Bangladeshi bureaucrat and vice-president of the Asian Development Bank

Fatima Yasmin is a Bangladeshi bureaucrat and vice-president of the Asian Development Bank (ADB). She served as senior secretary of the Finance Division. She is the first female Secretary of finance division in the history of Bangladesh. Before promoted to senior secretary to the Finance division, she has served as secretary at Economic Relations Division since Feb. 23, 2020. Prior to this position, she was Vice-Chairman, Export Promotion Bureau (EPB), Ministry of Commerce and Director General, Institute of Public Finance (IPF), Ministry of Finance.

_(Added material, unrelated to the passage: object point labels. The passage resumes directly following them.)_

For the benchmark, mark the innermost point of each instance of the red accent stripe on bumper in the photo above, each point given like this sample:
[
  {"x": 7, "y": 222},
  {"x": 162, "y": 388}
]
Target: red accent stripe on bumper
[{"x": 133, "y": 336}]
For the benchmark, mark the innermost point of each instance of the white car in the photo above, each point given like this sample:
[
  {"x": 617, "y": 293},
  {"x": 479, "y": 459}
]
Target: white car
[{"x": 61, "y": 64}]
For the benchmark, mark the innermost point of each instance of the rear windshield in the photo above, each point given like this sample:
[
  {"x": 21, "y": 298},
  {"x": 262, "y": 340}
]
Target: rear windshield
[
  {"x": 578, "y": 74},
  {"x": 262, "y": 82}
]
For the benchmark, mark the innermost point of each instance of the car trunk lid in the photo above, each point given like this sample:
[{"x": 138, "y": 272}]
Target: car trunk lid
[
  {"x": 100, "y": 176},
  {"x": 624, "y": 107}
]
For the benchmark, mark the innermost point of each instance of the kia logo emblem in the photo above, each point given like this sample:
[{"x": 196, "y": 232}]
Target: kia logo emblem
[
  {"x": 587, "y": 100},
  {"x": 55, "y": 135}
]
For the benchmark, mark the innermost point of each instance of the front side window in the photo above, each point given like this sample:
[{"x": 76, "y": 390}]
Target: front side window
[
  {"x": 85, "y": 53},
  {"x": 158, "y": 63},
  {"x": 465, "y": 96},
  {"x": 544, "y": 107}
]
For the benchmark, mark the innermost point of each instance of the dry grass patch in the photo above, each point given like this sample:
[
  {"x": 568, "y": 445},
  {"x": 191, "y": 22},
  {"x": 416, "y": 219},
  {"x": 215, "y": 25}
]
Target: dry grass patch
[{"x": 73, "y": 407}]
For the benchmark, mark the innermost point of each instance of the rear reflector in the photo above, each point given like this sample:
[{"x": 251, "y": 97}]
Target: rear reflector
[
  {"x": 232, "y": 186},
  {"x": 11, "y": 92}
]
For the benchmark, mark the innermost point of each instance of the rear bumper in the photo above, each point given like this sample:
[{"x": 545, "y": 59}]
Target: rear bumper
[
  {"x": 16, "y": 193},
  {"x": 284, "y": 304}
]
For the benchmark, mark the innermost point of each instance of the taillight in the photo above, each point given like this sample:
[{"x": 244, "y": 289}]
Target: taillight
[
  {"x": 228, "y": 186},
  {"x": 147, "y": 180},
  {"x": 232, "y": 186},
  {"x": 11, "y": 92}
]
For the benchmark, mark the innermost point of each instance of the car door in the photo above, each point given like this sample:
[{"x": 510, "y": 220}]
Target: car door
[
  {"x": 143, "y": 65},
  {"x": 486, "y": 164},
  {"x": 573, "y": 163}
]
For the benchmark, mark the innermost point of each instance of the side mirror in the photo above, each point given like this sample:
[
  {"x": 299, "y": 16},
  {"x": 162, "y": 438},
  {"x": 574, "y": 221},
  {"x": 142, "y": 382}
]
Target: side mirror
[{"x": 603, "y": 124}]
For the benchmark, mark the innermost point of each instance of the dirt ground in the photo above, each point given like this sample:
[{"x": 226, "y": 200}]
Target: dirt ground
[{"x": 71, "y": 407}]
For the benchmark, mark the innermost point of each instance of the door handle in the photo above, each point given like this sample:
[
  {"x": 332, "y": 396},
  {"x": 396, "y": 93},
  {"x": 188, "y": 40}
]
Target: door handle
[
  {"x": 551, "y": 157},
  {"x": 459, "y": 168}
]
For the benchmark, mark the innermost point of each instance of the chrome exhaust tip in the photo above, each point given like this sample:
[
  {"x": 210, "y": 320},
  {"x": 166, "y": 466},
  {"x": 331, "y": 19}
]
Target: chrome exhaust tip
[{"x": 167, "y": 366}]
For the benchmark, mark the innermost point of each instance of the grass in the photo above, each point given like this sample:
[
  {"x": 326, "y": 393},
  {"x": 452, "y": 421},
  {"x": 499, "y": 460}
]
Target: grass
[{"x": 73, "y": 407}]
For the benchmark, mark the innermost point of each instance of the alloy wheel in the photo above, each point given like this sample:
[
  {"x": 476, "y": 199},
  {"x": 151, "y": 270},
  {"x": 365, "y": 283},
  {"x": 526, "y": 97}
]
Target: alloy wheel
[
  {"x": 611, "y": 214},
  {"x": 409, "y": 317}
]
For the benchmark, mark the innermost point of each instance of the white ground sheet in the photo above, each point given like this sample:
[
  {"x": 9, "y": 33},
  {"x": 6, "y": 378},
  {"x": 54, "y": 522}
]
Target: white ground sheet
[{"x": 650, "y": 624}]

== Early life and education ==
Yasmin joined Bangladesh civil service as a 9th batch officer of the administration cadre at 1991. She completed her MBA from Institute of Business Administration, University of Dhaka in 1991 and a master’s in development economics from Australian National University, Canberra in 1995.

== Career ==
Yasmin worked in different capacities for agriculture, women and children affairs and defence ministry in her job life. She is experienced to work for Asian Development Bank, European Union, and the UN’s International Jute Organization. On 16 June 2022 she has been promoted to the rank of Senior Secretary. She is the Chairperson of Infrastructure Investment Facilitation Company. She has been appointed the first Bangladeshi vice-president of the Asian Development Bank (ADB) in June, 2023. She is serving as Vice-President for sectors, themes at ADB since August, 2023.